Holmium's chemical similarity to its neighbouring elements made it difficult to discover; today this similarity often leads to few compelling reasons to select it for a given purpose from a choice of other similar — and often cheaper — lanthanoids. Holmium's high magnetic susceptibility means that it is occasionally used in high-strength magnets, especially as a magnetic-flux concentrator; however, elemental holmium's magnetic properties only manifest themselves at cryogenic temperatures.

Holmium is now commonly used in surgical lasers, where holmium-doped aluminium garnet (Ho:YAG) is the lasing material, with an infrared emission around 2,100 nm. This wavelength is particularly useful for surgery because water-laden tissues absorb the laser energy within half a millimetre, allowing for precise cutting. Cuts made with Ho:YAG lasers generally self-cauterize, minimizing bleeding. In urology, Ho:YAG lasers are used for removal of urinary stones4 and the treatment of an enlarged prostate5.
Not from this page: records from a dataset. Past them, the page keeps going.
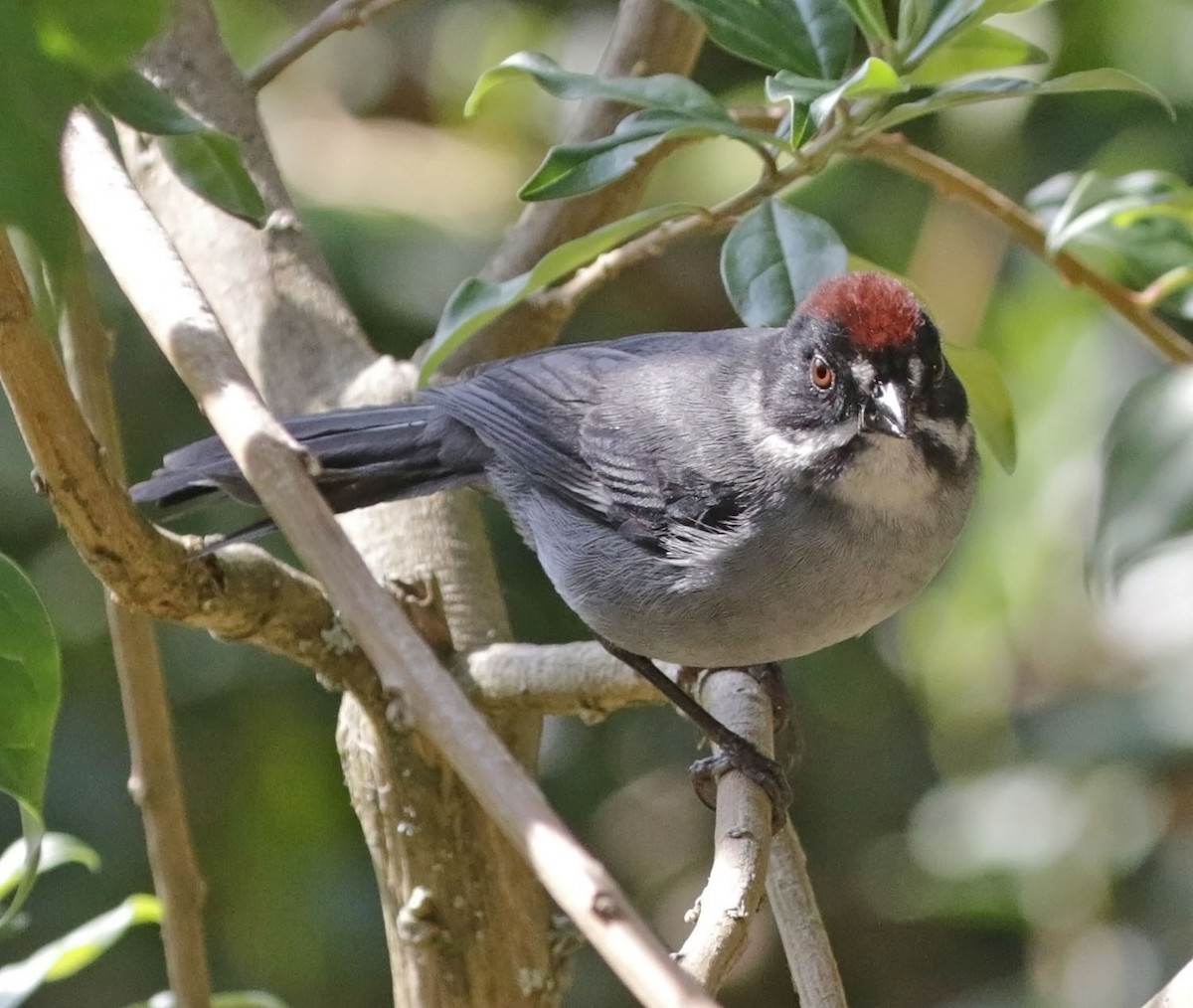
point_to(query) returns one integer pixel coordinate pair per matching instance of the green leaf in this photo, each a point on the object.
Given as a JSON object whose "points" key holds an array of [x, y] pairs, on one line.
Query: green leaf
{"points": [[991, 411], [75, 951], [209, 165], [870, 17], [663, 90], [808, 37], [1148, 486], [573, 170], [30, 687], [98, 36], [134, 99], [995, 87], [931, 24], [874, 77], [58, 850], [36, 95], [476, 302], [982, 48], [773, 257]]}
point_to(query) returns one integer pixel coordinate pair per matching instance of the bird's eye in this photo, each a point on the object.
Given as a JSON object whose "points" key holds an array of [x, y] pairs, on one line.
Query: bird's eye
{"points": [[821, 374]]}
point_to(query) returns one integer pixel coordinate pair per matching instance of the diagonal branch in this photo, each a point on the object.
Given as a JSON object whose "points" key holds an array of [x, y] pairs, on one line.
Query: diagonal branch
{"points": [[340, 16], [415, 683], [154, 778], [948, 180], [243, 595]]}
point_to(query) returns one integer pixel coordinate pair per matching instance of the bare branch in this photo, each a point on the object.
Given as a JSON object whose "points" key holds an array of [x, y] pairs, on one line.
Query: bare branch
{"points": [[737, 882], [800, 928], [154, 778], [245, 594], [340, 16], [418, 687], [948, 180], [558, 679]]}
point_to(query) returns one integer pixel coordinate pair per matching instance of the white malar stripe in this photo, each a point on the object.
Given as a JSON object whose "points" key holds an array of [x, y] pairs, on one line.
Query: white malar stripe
{"points": [[798, 453]]}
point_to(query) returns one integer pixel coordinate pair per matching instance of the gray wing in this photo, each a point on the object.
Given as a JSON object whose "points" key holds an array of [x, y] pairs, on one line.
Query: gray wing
{"points": [[558, 420]]}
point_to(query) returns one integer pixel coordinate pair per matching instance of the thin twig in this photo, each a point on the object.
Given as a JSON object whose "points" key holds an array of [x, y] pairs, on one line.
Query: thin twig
{"points": [[738, 880], [178, 316], [948, 180], [154, 778], [800, 928], [340, 16]]}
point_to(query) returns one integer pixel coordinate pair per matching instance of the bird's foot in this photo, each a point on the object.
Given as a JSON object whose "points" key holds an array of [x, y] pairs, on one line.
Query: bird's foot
{"points": [[740, 756]]}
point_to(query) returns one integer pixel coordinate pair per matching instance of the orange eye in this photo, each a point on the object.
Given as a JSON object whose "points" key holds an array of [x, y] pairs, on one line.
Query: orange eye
{"points": [[821, 374]]}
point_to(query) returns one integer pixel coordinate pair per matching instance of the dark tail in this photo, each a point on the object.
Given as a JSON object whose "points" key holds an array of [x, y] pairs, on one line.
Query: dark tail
{"points": [[367, 456]]}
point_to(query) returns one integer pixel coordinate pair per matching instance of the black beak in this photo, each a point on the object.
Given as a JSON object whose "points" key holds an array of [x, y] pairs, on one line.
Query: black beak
{"points": [[886, 411]]}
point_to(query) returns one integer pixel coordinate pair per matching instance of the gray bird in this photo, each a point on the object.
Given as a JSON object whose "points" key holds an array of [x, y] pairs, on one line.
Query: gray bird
{"points": [[719, 500]]}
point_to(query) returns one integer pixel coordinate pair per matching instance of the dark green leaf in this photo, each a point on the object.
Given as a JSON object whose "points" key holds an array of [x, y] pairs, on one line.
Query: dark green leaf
{"points": [[1148, 486], [993, 88], [870, 17], [808, 37], [773, 259], [209, 164], [36, 95], [663, 90], [573, 170], [98, 36], [977, 51], [132, 99], [991, 411], [30, 692], [75, 951], [30, 687], [476, 302]]}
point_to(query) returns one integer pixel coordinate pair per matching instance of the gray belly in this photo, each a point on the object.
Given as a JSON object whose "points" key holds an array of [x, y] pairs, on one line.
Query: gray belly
{"points": [[764, 597]]}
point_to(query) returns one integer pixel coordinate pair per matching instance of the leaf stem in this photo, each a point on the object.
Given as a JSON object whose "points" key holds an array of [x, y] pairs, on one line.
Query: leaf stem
{"points": [[952, 182]]}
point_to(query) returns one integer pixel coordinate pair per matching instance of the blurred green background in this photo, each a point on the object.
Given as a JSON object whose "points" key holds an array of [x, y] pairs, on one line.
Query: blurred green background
{"points": [[996, 791]]}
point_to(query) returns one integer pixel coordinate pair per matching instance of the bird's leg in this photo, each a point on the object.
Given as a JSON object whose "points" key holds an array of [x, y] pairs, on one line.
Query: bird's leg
{"points": [[737, 753]]}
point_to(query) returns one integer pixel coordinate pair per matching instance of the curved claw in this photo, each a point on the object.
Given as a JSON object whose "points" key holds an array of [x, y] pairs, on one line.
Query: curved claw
{"points": [[765, 772]]}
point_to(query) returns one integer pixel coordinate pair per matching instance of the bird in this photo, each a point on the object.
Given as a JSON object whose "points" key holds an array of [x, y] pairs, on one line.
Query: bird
{"points": [[725, 499]]}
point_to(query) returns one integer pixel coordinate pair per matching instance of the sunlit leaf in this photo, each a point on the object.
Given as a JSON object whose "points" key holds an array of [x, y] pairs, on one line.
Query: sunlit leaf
{"points": [[995, 87], [98, 36], [1148, 484], [991, 411], [75, 951], [773, 257], [209, 164], [874, 77], [573, 170], [132, 99], [476, 302], [58, 850], [808, 37], [977, 51], [870, 17], [662, 90]]}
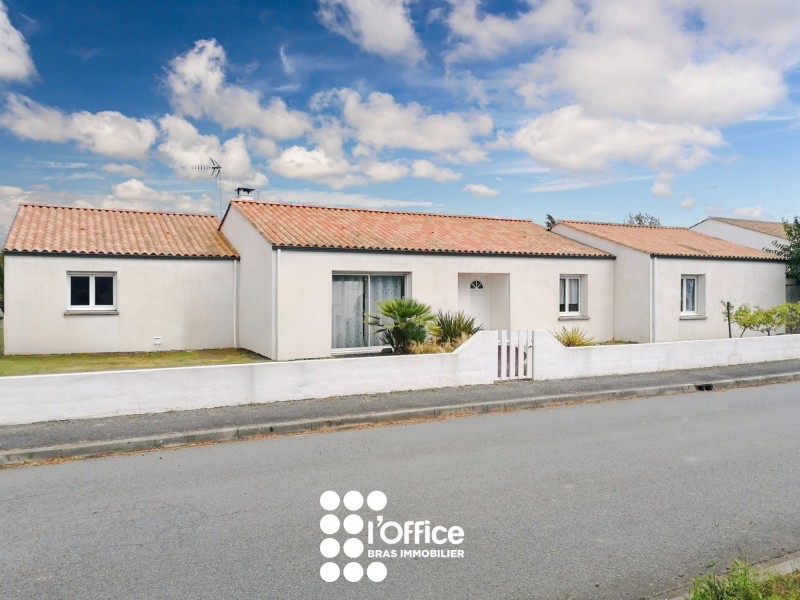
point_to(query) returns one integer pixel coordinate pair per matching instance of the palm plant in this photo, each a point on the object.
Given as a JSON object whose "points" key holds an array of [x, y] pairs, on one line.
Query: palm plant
{"points": [[453, 327], [400, 322]]}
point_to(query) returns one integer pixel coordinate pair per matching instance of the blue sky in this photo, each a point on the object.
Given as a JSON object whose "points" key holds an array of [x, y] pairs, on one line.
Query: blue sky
{"points": [[584, 109]]}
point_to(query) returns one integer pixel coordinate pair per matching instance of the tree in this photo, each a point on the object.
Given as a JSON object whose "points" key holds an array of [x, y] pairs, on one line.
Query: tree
{"points": [[641, 218], [790, 249]]}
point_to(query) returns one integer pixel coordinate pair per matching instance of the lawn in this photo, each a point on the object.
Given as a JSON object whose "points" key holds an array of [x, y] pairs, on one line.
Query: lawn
{"points": [[77, 363], [746, 583]]}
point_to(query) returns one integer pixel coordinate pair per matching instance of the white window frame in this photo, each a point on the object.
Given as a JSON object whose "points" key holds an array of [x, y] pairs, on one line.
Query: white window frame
{"points": [[699, 295], [369, 309], [92, 307], [581, 296]]}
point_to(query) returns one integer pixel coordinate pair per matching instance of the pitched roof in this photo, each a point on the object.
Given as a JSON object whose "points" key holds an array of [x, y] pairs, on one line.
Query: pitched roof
{"points": [[93, 231], [669, 241], [297, 226], [773, 228]]}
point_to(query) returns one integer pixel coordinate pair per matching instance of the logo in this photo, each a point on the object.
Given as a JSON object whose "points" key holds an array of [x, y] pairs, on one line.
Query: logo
{"points": [[345, 558]]}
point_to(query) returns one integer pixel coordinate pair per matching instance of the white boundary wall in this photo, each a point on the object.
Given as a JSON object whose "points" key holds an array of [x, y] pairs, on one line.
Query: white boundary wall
{"points": [[35, 398], [551, 360]]}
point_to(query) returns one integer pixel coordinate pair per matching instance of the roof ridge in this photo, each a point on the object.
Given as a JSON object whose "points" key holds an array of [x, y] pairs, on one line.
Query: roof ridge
{"points": [[118, 210], [384, 211], [743, 220], [624, 224]]}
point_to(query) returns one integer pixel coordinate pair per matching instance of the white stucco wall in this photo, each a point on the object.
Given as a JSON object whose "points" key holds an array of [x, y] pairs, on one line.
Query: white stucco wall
{"points": [[88, 395], [632, 305], [255, 283], [305, 291], [551, 360], [736, 234], [188, 303], [757, 283], [647, 291]]}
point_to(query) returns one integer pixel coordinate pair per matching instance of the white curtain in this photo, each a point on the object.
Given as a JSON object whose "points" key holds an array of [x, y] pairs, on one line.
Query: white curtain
{"points": [[383, 287], [349, 296]]}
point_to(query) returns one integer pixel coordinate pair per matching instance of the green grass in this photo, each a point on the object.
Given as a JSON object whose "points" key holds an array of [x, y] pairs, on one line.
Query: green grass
{"points": [[746, 583], [79, 363]]}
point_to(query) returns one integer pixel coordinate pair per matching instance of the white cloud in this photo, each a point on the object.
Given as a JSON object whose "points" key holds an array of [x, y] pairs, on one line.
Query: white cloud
{"points": [[183, 147], [482, 35], [342, 199], [662, 186], [425, 169], [699, 61], [570, 184], [134, 193], [570, 139], [16, 63], [749, 212], [382, 27], [481, 190], [108, 133], [122, 169], [198, 88], [380, 122], [384, 171], [297, 162]]}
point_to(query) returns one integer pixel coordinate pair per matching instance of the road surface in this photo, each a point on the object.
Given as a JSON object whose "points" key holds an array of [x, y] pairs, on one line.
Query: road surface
{"points": [[613, 500]]}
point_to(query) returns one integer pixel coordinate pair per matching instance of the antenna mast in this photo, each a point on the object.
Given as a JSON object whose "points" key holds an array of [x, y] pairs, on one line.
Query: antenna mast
{"points": [[215, 168]]}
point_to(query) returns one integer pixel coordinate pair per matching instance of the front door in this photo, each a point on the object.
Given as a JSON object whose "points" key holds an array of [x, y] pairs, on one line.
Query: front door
{"points": [[479, 302]]}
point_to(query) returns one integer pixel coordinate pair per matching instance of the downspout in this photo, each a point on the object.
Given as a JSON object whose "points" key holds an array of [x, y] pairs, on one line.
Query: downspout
{"points": [[276, 277], [235, 303], [653, 271]]}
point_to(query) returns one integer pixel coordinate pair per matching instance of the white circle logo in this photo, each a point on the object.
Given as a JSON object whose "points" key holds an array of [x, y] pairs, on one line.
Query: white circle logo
{"points": [[329, 572], [353, 500], [353, 572], [329, 524], [376, 500], [353, 524], [353, 548], [329, 548], [376, 572], [329, 501]]}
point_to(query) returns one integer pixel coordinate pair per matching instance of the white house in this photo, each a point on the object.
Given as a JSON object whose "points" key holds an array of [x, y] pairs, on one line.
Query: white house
{"points": [[756, 234], [293, 282], [89, 280], [309, 274], [669, 282]]}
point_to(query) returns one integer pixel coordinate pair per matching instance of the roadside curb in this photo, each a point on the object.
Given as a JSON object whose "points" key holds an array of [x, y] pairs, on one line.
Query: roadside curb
{"points": [[16, 457], [782, 565]]}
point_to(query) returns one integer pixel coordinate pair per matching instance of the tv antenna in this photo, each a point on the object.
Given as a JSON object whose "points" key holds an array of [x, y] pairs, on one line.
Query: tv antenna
{"points": [[215, 169]]}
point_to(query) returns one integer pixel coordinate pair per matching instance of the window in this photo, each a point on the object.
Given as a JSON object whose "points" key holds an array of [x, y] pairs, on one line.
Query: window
{"points": [[92, 291], [692, 292], [356, 296], [570, 301]]}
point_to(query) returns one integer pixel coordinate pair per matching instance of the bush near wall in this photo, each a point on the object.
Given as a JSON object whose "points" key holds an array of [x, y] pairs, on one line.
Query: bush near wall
{"points": [[764, 320]]}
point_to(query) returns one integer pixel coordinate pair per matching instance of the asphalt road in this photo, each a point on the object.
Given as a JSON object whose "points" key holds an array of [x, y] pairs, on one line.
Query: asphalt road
{"points": [[614, 500]]}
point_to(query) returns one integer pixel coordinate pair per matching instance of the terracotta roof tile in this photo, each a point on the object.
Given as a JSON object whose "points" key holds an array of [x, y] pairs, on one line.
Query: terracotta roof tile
{"points": [[669, 241], [93, 231], [773, 228], [299, 226]]}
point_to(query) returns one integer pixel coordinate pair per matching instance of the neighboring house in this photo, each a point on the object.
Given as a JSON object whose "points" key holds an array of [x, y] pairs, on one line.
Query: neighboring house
{"points": [[669, 282], [756, 234], [89, 280], [309, 274]]}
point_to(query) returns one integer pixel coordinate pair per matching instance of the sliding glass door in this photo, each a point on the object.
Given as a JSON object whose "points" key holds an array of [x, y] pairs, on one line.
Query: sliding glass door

137 years after its discovery, holmium languishes as one of the most underutilized elements on the periodic table. Although medical uses of Ho:YAG lasers account for an order of magnitude increase in mentions in the scientific literature beginning in the late 1980s, holmium remains one of the least-discussed elements — perhaps some fascinating holmium chemistry may yet be discovered6.